Previously anything with a lophiostomataceous, crest-like ostiole was usually placed in Lophiostoma without considering of other characters (Tanaka and Harada 2003, Tanaka and Hosoya 2008, Hirayama et al. 2014, Liu et al. 2015,).

==Phylogenetics==
There are still considerable confusion surrounding the genera Lophiostoma, Lophiotrema, Platystomum and Massarina.

Lophiostoma was by Zhang et al. (2009), found to be polyphyletic and comprising two groups: Lophiostoma I and Lophiostoma II. This study also indicated that ascospore and apical morphology are morphological characters that have phylogenetic significance, though they are not fully reliable for generic level classification.
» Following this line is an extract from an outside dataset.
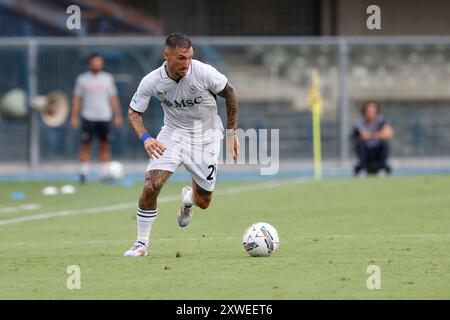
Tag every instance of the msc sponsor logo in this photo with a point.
(183, 103)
Furthermore, a compressed apex has more phylogenetic significance than a crest-like apex.

A recent generic reevaluation of Lophiostomataceae (Thambugala et al. 2015,) segregated Lophiostoma s. lat. into 16 genera according to the multi-locus phylogenies using small subunit nrDNA (18S; SSU), large subunit nrDNA (28S; LSU), and translation elongation factor 1-α (tef1).

The family Lophiostomataceae was thought to be heterogeneous or paraphyletic, but recent phylogenetic analyses support the monophyletic status of Lophiostomataceae sensu stricto (Mugambi and Huhndorf 2009; Zhang et al. 2012; Hyde et al. 2013; Wijayawardene et al. 2014,). In their multi-gene analysis, Schoch et al. (2006, 2009,) showed Lophiostomataceae to belong in Pleosporales.

Zhang et al. (2009) showed that Lophiostoma, Lophiotrema and Massarina formed well-supported subclades in Pleosporales.